Santoyo, who served as the Head of Security for ex-President Álvaro Uribe, had been extradited to the US and was incarcerated for eight years after he was found to have been connected to the United Self-Defense Forces of Colombia, AUC, which it designated as a terrorist organization. He now faces additional charges as new allegations emerge after being repatriated last year.  

Martha Soto, the director of the Investigative Unit of El Tiempo, a prominent Colombian newspaper that broke the story of Santoyo’s U.S. indictment in 2012, explained to OCCRP that the US case – where he was found to have received bribes in exchange for helping traffic large shipments of drugs into the U.S. – ultimately led Colombian authorities to investigate it themselves years later.  

Prosecutors now allege that Santoyo was paid roughly US$833,000 by “La Oficina (The Office)” – originally founded as an enforcement and collection entity of Pablo Escobar’s Medellin cartel – and members of the AUC to release members of its organization and provide intel on the operations of Colombian security forces. 

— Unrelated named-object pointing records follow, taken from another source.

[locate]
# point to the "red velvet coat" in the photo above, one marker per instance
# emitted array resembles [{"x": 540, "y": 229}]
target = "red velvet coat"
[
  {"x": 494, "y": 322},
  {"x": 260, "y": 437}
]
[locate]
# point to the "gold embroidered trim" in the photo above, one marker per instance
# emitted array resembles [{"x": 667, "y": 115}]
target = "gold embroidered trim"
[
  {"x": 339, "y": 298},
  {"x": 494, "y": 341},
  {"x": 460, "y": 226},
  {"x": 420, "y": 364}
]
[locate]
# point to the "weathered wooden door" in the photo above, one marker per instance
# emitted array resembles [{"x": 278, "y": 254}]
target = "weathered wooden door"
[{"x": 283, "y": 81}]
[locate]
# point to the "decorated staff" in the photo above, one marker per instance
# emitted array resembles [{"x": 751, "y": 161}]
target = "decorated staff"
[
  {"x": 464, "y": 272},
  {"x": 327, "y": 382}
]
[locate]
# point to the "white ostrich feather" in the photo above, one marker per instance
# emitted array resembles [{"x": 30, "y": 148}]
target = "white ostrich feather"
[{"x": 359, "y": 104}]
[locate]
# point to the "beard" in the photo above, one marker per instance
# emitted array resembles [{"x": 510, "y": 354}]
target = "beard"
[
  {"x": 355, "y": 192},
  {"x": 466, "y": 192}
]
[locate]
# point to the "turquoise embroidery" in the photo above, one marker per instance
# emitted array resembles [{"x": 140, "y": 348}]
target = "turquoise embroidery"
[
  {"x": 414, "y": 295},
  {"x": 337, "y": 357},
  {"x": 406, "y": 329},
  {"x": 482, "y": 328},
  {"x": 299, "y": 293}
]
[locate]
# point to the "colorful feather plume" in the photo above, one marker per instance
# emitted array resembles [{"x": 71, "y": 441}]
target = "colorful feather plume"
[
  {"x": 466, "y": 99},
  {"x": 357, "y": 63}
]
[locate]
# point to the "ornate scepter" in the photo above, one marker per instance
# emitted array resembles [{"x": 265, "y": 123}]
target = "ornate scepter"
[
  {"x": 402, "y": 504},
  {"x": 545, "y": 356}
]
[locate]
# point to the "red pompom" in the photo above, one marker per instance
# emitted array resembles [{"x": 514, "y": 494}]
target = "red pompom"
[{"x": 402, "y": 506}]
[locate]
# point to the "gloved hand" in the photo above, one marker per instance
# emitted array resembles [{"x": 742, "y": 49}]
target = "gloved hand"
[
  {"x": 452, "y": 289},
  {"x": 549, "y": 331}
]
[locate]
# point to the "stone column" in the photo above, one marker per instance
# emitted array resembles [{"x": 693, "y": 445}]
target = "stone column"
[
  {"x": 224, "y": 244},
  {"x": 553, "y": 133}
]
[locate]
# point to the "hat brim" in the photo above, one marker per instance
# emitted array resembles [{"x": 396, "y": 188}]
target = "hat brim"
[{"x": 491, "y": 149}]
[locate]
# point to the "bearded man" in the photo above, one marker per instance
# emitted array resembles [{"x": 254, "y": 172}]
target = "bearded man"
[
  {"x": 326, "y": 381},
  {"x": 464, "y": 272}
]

“[According to allegations] Santoyo delivered classified and intelligence information to the high command of the AUC and to the 'office' about the investigations on cartels and activities of various mafia groups carried out by Colombian authorities that were working with the United States and England,” Soto told OCCRP. 

Upon returning to Colombia last year, Santoyo was also investigated for being involved in the disappearance of members of Asfaddes, a civil advocacy group that represents the families of people who have been detained or gone missing, and for allegedly aiding in the cover-up of a murder of a journalist. 

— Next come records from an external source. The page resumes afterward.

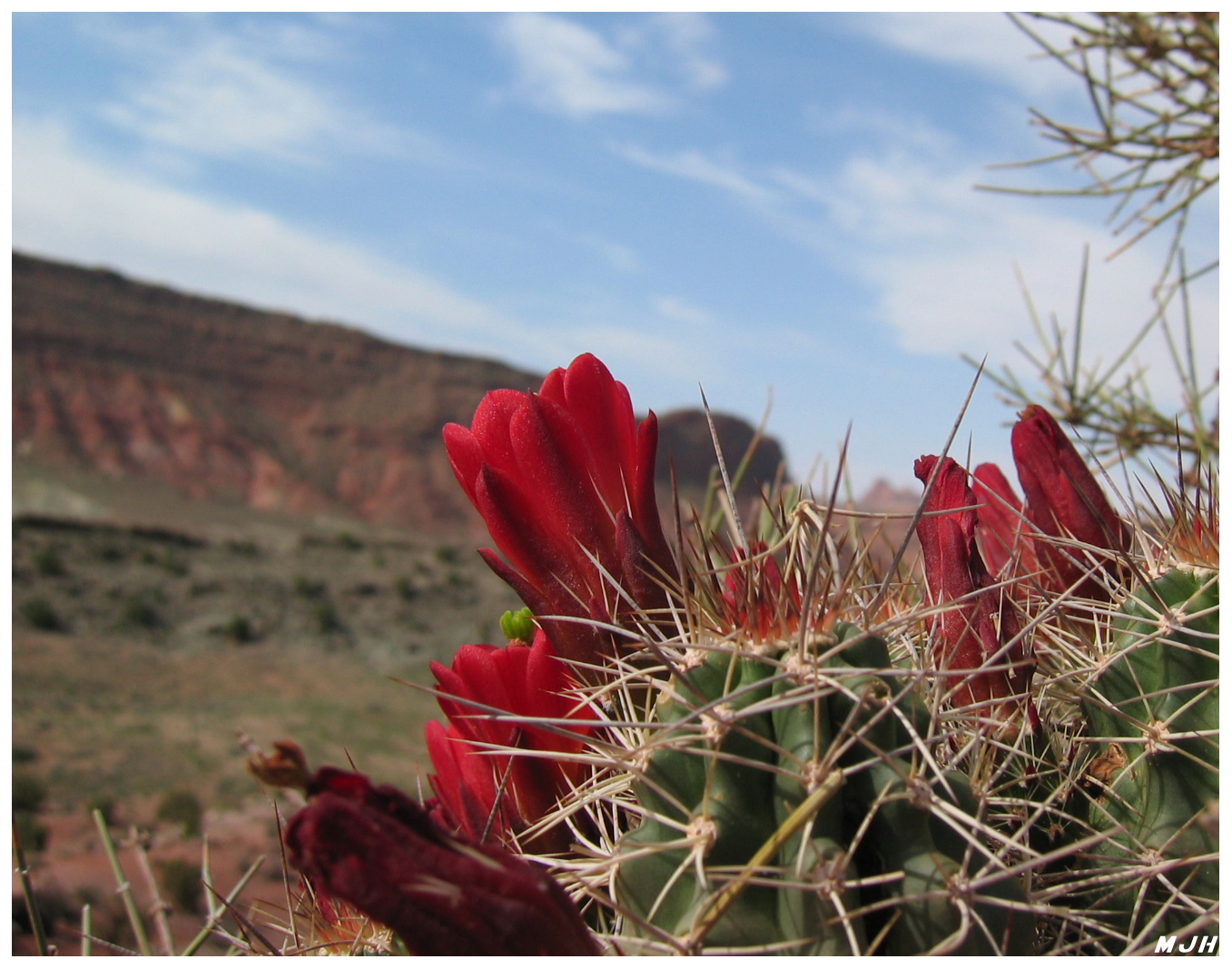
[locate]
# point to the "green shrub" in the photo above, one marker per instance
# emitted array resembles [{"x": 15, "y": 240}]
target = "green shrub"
[
  {"x": 182, "y": 880},
  {"x": 24, "y": 755},
  {"x": 30, "y": 832},
  {"x": 182, "y": 806},
  {"x": 110, "y": 552},
  {"x": 48, "y": 562},
  {"x": 308, "y": 587},
  {"x": 41, "y": 614},
  {"x": 105, "y": 804},
  {"x": 448, "y": 555},
  {"x": 239, "y": 629},
  {"x": 28, "y": 792},
  {"x": 141, "y": 612},
  {"x": 325, "y": 617}
]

This is not the first member of the Uribe administration who was found to have been connected to the AUC – a number of aides, including his cousin, were found guilty of having ties to the paramilitary group.  

Uribe, who served as president from 2002 to 2010, and was awarded the Presidential Medal of Freedom by U.S. President George W. Bush in 2009 – the highest civilian award – for his effort in defending democracy and human rights, has warded off investigations into the possibility that he may have been connected to the AUC as well.  

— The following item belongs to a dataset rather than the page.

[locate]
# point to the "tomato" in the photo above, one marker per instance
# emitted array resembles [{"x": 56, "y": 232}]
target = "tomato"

The ex-President is currently under investigation for his alleged link to several massacres committed by paramilitaries while serving as a governor of Antioquia, and is also being probed for allegedly bribing and threatening ex-paramilitaries into making false accusations about a political opponent.

His brother, who has been under arrest since 2016, is also being investigated for his links to a paramilitary group. 

In response to a criminal probe that was opened by Colombia's attorney general’s office in 2013 that investigated the former president’s alleged links to the AUC, he said that these accusations were baseless, and were likely "criminal vengeance" by imprisoned drug-dealing paramilitaries.

Soto told OCCRP that the Santoyo case does not necessarily incriminate the entire Uribe administration, but that this recent development may serve as just the tip of the iceberg in regard to the criminal investigations that might indict high-ranking officials for their links to the AUC. 

“Several extradited paramilitary chiefs, such as Salvatore Mancuso, have handed over to the United States justice system, lists, still unpublished in Colombia, about links with officials from both the Army and the Police who will have to be investigated,” Soto said.